Information on the Internet is good for lots of things. I've found my way to numerous local addresses, gotten phone numbers, made dinner reservations, verified spellings--a whole raft of things. But I didn't have nearly as deep an appreciation for the possibilities until I started writing fiction that took my characters to locations I'd never visited.
They say, "write what you know" but what to do when a character insists that he has to go Ojai in search of a witch or that she has to go to Farmington, New Mexico, to meet a cowboy. I've learned to do what my characters ask and sort it all out later, and the Internet makes that possible.

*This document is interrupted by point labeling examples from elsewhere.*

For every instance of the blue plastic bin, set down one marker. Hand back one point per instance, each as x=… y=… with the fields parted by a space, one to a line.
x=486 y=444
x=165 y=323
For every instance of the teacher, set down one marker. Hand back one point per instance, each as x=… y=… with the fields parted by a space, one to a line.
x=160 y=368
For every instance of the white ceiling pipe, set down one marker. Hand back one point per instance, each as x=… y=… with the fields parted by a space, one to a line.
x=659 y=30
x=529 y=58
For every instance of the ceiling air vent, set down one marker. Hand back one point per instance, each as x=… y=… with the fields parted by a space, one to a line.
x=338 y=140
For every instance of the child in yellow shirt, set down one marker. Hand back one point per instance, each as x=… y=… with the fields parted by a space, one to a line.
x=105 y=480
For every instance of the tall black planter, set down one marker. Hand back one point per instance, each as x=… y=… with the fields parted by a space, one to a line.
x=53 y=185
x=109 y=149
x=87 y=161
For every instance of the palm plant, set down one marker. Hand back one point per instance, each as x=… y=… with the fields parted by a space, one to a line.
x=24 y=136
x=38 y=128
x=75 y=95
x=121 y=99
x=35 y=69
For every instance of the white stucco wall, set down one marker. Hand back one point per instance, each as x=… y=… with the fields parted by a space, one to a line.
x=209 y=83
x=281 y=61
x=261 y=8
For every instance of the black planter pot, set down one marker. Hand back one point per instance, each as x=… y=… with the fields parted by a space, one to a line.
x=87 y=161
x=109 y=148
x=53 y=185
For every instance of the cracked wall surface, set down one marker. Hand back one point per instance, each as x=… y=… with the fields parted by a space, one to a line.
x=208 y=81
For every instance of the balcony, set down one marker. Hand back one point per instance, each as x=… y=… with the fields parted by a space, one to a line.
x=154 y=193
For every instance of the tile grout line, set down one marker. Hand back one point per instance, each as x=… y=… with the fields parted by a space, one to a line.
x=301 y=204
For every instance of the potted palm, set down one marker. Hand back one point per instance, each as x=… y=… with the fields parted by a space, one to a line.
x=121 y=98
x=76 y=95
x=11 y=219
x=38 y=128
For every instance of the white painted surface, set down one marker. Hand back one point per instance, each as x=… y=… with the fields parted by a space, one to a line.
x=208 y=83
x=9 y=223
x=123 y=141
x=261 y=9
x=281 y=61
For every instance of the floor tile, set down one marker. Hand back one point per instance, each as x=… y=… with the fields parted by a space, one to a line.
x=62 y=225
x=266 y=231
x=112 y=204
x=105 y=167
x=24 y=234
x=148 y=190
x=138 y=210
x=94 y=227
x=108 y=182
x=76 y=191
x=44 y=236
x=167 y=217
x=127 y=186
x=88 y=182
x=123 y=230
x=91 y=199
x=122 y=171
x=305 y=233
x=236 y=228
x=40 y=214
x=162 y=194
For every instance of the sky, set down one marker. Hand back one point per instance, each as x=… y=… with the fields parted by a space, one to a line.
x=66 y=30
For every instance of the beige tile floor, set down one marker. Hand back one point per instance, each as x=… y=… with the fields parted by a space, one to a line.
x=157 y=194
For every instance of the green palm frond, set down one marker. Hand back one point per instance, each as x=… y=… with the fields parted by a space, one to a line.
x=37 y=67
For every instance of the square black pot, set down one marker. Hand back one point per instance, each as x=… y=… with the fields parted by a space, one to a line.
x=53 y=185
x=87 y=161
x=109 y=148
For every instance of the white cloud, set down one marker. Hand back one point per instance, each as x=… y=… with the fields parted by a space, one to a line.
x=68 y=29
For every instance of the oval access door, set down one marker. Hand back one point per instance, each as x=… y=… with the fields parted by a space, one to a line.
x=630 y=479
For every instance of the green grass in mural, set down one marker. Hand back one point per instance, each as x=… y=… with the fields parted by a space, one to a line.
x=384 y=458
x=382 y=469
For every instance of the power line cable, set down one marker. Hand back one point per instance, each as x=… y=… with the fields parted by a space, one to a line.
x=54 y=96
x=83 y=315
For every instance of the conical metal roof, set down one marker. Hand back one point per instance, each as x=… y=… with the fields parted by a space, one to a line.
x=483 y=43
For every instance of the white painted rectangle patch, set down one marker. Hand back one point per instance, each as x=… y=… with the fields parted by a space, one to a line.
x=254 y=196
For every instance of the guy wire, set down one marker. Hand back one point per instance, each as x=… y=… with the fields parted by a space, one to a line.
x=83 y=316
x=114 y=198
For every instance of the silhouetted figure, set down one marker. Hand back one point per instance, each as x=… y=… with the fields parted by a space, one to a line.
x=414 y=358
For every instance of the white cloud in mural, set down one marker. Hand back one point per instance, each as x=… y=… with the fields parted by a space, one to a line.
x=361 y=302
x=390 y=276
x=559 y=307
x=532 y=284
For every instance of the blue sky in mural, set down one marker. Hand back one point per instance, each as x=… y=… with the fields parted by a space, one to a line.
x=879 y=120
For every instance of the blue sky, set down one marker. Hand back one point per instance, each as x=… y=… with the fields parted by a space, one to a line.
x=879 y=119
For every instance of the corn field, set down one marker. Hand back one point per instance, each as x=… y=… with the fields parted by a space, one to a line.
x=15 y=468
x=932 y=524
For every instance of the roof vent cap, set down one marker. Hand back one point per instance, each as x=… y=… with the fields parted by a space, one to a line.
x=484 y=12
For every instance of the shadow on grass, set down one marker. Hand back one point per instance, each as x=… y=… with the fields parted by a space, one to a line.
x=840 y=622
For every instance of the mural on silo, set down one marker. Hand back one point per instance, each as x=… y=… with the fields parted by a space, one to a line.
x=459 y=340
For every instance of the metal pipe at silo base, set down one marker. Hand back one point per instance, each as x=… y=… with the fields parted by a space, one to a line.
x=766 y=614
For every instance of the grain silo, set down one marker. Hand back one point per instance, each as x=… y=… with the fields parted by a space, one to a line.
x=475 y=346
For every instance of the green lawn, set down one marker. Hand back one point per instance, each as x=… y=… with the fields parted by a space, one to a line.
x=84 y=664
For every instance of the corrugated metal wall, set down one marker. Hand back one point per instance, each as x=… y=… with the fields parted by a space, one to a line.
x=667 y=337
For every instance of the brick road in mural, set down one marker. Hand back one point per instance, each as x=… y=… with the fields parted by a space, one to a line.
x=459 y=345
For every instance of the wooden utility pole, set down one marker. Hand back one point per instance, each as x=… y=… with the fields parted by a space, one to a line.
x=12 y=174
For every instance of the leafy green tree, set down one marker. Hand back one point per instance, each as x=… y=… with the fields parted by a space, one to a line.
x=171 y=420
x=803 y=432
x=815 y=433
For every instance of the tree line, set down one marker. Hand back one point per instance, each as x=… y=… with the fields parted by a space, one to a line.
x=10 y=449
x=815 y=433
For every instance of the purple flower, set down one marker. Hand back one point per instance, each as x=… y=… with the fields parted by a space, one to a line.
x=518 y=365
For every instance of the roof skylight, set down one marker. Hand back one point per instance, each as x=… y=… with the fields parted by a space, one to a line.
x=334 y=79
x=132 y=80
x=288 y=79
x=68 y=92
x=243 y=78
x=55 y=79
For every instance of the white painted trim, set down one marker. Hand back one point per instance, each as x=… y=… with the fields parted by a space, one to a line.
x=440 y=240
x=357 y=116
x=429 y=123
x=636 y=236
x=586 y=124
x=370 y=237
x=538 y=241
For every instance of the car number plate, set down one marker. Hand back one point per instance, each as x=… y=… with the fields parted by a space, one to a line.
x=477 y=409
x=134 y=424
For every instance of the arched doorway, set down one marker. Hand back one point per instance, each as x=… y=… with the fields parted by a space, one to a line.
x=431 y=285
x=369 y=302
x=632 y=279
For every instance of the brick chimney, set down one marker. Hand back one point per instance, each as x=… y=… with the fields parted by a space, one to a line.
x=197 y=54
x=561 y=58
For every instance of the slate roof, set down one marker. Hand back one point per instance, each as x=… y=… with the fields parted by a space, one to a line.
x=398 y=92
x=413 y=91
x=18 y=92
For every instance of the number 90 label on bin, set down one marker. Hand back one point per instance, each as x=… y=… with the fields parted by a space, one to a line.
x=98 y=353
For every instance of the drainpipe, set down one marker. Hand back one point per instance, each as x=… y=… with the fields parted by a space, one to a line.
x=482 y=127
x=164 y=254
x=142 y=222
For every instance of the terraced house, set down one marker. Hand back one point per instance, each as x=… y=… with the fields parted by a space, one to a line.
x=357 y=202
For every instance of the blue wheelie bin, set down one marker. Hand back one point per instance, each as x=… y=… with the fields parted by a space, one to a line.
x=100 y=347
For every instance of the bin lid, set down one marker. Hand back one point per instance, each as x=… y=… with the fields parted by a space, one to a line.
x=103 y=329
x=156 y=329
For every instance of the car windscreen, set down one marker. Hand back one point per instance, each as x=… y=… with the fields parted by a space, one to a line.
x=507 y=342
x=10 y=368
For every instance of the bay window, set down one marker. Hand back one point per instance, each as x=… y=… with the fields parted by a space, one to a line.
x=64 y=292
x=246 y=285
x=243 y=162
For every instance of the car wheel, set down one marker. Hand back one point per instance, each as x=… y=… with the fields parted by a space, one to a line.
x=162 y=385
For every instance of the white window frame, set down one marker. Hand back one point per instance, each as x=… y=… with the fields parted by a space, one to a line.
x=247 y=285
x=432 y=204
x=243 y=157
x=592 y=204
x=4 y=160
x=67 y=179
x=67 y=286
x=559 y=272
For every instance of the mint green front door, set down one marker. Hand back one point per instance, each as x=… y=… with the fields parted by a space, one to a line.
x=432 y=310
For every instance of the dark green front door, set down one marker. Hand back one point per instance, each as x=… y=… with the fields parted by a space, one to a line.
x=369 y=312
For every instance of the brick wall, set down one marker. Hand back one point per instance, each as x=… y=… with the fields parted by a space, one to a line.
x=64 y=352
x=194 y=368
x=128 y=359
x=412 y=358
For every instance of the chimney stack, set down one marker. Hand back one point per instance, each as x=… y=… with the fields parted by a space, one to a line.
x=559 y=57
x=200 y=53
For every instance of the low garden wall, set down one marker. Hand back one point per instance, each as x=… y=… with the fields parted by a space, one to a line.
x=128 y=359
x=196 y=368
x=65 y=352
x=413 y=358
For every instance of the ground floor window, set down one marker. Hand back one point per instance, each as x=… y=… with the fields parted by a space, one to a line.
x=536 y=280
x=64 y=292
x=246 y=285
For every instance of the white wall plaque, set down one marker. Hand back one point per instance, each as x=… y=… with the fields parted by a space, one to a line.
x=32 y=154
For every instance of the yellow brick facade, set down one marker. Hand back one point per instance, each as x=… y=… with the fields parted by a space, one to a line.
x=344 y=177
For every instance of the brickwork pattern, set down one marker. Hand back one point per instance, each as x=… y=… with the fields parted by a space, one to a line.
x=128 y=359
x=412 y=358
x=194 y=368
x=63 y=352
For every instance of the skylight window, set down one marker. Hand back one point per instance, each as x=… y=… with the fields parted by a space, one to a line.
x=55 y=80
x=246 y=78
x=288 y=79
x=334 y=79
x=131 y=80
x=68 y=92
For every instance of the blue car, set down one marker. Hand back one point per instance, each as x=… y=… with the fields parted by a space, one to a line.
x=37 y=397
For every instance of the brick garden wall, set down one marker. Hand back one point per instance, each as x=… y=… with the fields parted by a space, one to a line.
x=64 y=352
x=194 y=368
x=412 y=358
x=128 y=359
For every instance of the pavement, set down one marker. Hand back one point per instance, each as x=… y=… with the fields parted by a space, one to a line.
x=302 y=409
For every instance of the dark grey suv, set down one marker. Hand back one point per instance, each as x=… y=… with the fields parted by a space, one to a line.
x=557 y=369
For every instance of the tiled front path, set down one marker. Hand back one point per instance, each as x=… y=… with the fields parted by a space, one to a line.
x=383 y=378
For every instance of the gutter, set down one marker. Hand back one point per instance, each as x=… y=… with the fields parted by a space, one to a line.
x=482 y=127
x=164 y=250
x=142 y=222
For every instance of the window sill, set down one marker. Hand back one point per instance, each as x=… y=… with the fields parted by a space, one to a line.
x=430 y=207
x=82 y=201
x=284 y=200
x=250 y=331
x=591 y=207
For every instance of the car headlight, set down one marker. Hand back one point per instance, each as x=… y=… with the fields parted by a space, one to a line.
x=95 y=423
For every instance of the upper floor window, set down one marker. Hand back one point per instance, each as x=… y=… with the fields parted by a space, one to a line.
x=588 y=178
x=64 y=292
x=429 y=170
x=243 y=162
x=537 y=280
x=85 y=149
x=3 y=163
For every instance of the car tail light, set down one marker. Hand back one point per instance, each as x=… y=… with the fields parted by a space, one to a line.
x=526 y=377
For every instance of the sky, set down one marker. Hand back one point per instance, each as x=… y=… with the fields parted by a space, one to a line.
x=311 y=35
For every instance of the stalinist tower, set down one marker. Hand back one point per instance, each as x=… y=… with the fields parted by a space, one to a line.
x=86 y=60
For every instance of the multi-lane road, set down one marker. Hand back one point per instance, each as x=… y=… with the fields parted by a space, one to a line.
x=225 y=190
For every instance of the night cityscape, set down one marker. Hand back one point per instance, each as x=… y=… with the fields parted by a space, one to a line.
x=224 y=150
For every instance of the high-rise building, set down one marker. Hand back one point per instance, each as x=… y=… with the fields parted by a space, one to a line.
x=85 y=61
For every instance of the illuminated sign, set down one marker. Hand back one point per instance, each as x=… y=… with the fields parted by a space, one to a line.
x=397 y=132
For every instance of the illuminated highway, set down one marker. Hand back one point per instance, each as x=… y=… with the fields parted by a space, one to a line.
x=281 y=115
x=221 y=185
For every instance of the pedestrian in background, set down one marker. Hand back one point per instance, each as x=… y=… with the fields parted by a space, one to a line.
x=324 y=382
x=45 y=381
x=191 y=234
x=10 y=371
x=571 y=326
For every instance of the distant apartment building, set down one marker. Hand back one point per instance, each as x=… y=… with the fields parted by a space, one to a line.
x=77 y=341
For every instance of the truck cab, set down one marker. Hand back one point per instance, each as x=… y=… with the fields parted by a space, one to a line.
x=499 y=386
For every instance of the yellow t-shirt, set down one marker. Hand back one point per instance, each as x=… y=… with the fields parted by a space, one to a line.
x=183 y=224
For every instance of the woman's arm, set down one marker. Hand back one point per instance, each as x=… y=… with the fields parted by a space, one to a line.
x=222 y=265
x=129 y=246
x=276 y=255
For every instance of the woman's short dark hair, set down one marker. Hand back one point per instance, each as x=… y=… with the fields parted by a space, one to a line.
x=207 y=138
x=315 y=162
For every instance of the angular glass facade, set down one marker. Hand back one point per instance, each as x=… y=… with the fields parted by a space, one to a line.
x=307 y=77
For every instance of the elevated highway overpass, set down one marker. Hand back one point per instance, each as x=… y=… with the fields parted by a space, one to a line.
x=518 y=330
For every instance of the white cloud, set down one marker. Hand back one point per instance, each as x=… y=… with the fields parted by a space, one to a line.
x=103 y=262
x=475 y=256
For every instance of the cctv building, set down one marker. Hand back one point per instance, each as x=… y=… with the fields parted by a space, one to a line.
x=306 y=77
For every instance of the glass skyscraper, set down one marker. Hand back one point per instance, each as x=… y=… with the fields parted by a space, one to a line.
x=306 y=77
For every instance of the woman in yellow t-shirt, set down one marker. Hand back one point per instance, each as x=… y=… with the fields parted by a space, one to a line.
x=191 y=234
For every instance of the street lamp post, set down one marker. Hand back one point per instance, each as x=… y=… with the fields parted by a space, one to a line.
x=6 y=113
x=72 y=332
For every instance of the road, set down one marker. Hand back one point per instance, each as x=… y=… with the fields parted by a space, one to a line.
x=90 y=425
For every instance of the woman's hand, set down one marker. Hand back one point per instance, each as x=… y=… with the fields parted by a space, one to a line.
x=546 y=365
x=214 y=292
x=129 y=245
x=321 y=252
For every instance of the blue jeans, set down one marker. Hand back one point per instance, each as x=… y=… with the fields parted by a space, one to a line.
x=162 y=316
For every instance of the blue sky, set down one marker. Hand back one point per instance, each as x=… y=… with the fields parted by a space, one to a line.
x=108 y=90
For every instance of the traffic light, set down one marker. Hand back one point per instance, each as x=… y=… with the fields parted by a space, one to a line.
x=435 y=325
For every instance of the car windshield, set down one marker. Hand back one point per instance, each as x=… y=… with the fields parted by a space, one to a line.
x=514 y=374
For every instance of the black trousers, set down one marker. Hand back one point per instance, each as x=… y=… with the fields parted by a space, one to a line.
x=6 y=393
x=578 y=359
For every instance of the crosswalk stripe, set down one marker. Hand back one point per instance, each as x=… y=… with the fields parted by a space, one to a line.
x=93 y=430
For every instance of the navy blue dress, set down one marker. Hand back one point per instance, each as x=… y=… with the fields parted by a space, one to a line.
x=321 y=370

In my first novel, Jake found out that a member of a Wiccan community who lived in Ojai could help him find the woman who had bewitched him (literally). So I visited the Ojai Chamber of Commerce, found Jake a motel that would take him and his cat Sadie, a place for him to go and meditate early in the morning, and an apartment on Craig's List for the fellow who had the information. I had visual images of all these places and so while I couldn't describe the feeling of the place, I could certainly describe the scenes.
In the second novel I'm writing now, Friday I sorted out the best route for Ellie to take from Farmington to Chama, found her a curious place to stay, named the highways out of town, even told her what to order off a menu in a local restaurant and where to while away an hour or two (gave her a choice of public library or little galleries).
In the middle of the 19th century, travel books and fiction set in exotic places were very popular: they were called "armchair" literature and the writers visited those places and then described them for the reader. The Internet allows me to be an mouse-click writer and have a much broader world for my characters to venture out into.